Перед самым тем временем познакомился я в Москве с Грибоедовым, уже автором знаменитой комедии. Я сообщил ему желание Кокошкина и предложил взяться вдвоем за это дело. Он охотно согласился [3]. Мы условились в некоторых основных началах. Он брал на себя всю прозу, расположение сцен, разговоры и прочее. Я брал всю стихотворную часть, т. е. все, что должно быть пропето. Грибоедову принадлежит только один куплет [4]:
Любит обновы
Мальчик Эрот и проч.
("Русский вестник", сентябрь 1873 г., стр. 257).

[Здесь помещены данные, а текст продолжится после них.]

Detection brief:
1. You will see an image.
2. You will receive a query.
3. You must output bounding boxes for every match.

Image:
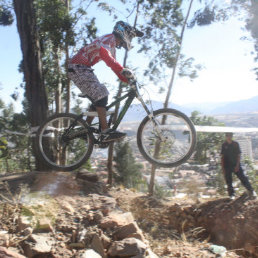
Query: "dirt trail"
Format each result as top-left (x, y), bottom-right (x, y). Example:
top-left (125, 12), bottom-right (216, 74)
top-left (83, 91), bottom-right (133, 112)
top-left (0, 171), bottom-right (257, 257)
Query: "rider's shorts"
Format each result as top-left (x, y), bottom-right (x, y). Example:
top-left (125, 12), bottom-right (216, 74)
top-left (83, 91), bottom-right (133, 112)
top-left (68, 64), bottom-right (109, 103)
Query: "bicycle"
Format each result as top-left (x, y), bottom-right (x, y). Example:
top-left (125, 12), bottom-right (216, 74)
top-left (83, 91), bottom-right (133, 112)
top-left (36, 80), bottom-right (196, 171)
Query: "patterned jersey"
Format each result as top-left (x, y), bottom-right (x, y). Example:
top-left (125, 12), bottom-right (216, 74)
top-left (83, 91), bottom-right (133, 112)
top-left (70, 34), bottom-right (127, 82)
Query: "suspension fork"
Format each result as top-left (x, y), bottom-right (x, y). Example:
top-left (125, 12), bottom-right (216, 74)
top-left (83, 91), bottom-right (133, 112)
top-left (135, 87), bottom-right (166, 141)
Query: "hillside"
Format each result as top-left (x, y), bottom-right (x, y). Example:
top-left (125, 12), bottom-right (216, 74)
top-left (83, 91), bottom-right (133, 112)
top-left (125, 95), bottom-right (258, 121)
top-left (0, 171), bottom-right (257, 258)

Не помню и не полагаю, чтобы романс Грибоедова:
Ах, точно ль никогда ей в персях безмятежных...
(там же, стр. 257) был пропет на сцене в водевиле "Кто брат? Кто сестра?" Все мои куплеты из этого водевиля были, помнится мне, впоследствии времени напечатаны в "Дамском журнале", издававшемся князем Шаликовым [5].

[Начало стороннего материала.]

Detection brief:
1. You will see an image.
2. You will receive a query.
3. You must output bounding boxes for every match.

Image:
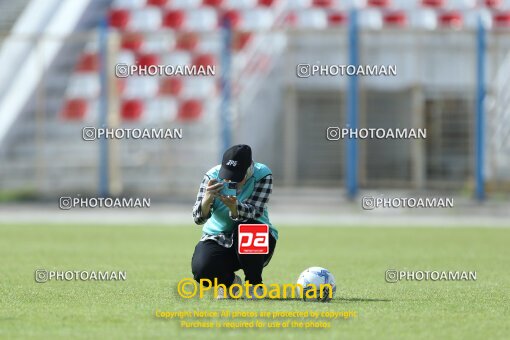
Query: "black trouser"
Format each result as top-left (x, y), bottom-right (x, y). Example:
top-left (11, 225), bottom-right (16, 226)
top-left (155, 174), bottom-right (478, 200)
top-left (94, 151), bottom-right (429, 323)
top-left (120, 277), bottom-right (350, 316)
top-left (191, 220), bottom-right (277, 286)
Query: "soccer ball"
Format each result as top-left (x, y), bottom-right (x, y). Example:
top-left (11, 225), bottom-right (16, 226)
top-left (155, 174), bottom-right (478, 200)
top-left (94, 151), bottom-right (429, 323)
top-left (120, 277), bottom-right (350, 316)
top-left (296, 267), bottom-right (336, 302)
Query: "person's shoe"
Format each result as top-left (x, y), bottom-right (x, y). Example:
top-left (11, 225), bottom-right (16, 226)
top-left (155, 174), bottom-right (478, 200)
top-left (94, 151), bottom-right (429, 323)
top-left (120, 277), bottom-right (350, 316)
top-left (216, 274), bottom-right (242, 299)
top-left (246, 285), bottom-right (265, 300)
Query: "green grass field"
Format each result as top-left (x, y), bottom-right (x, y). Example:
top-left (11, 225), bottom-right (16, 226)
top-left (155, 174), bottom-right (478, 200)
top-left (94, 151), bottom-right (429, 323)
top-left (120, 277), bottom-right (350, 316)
top-left (1, 224), bottom-right (509, 339)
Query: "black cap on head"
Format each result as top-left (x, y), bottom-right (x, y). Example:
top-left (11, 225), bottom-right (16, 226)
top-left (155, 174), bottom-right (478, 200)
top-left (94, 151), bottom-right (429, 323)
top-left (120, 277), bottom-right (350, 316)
top-left (219, 144), bottom-right (252, 182)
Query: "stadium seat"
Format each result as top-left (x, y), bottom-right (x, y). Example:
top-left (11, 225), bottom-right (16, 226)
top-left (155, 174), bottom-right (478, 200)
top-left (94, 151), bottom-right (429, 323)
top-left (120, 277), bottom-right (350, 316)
top-left (293, 9), bottom-right (328, 29)
top-left (449, 0), bottom-right (476, 9)
top-left (368, 0), bottom-right (391, 7)
top-left (112, 0), bottom-right (146, 9)
top-left (135, 53), bottom-right (159, 67)
top-left (142, 31), bottom-right (176, 52)
top-left (222, 9), bottom-right (242, 28)
top-left (117, 50), bottom-right (136, 65)
top-left (484, 0), bottom-right (502, 8)
top-left (109, 9), bottom-right (131, 29)
top-left (313, 0), bottom-right (334, 7)
top-left (384, 10), bottom-right (407, 27)
top-left (163, 9), bottom-right (185, 28)
top-left (184, 8), bottom-right (218, 31)
top-left (176, 32), bottom-right (199, 51)
top-left (76, 52), bottom-right (99, 72)
top-left (258, 0), bottom-right (277, 6)
top-left (161, 51), bottom-right (192, 67)
top-left (66, 74), bottom-right (100, 99)
top-left (233, 32), bottom-right (253, 51)
top-left (411, 9), bottom-right (437, 29)
top-left (127, 7), bottom-right (162, 32)
top-left (60, 98), bottom-right (88, 120)
top-left (178, 99), bottom-right (203, 121)
top-left (159, 77), bottom-right (183, 96)
top-left (493, 11), bottom-right (510, 27)
top-left (144, 97), bottom-right (178, 122)
top-left (124, 76), bottom-right (159, 99)
top-left (170, 0), bottom-right (202, 8)
top-left (203, 0), bottom-right (223, 7)
top-left (239, 9), bottom-right (274, 30)
top-left (181, 77), bottom-right (216, 98)
top-left (439, 11), bottom-right (463, 28)
top-left (223, 0), bottom-right (258, 8)
top-left (121, 32), bottom-right (144, 51)
top-left (327, 11), bottom-right (348, 26)
top-left (192, 53), bottom-right (217, 68)
top-left (288, 0), bottom-right (313, 9)
top-left (421, 0), bottom-right (445, 7)
top-left (358, 9), bottom-right (383, 29)
top-left (147, 0), bottom-right (168, 6)
top-left (121, 99), bottom-right (144, 121)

Незадолго перед тем возвратился я из Варшавы. В память пребывания моего в Польше предложил я Грибоедову перенести место действия в Польшу и дать вообще лицам и содержанию польский колорит. Каюсь, – двум девицам, участвующим в пьесе, дал я имена Антося и Лудвися в честь двух варшавских сестер–красавиц, которых можно было встретить на всех гуляньях, во всех спектаклях, одним словом – везде, где можно было на людей посмотреть, а особенно себя показать. Водевильную стряпню свою изготовили мы скоро. Кокошкину и бенефициантке пришлась она по вкусу. Казалось, все шло хорошо. Но первый день представления все изменил. Пьеса, сама по себе не очень оживленная занимательным и веселым действием, еще более задерживалась и, так сказать, застывала под вялою игрою актеров, из которых иные неохотно играли. Затем, разумеется, публика неохотно слушала. Одним словом, если пьеса не совершенно пала, то разве оттого, что на официальной сцене пьесы падать не могут. Известная французская поговорка: "Il est un dieu pour les ivrognes" [Пьяных бог бережет (фр.).] – может быть применена у нас к театру. Для пошатнувшихся и споткнувшихся драматургов есть театральная дирекция. Она может сбить с ног лучший успех и вынести на руках своих комедию, рожденную калекою. Как бы то ни было, пьеса наша была не хуже многих, которые с успехом разыгрывались на московской сцене.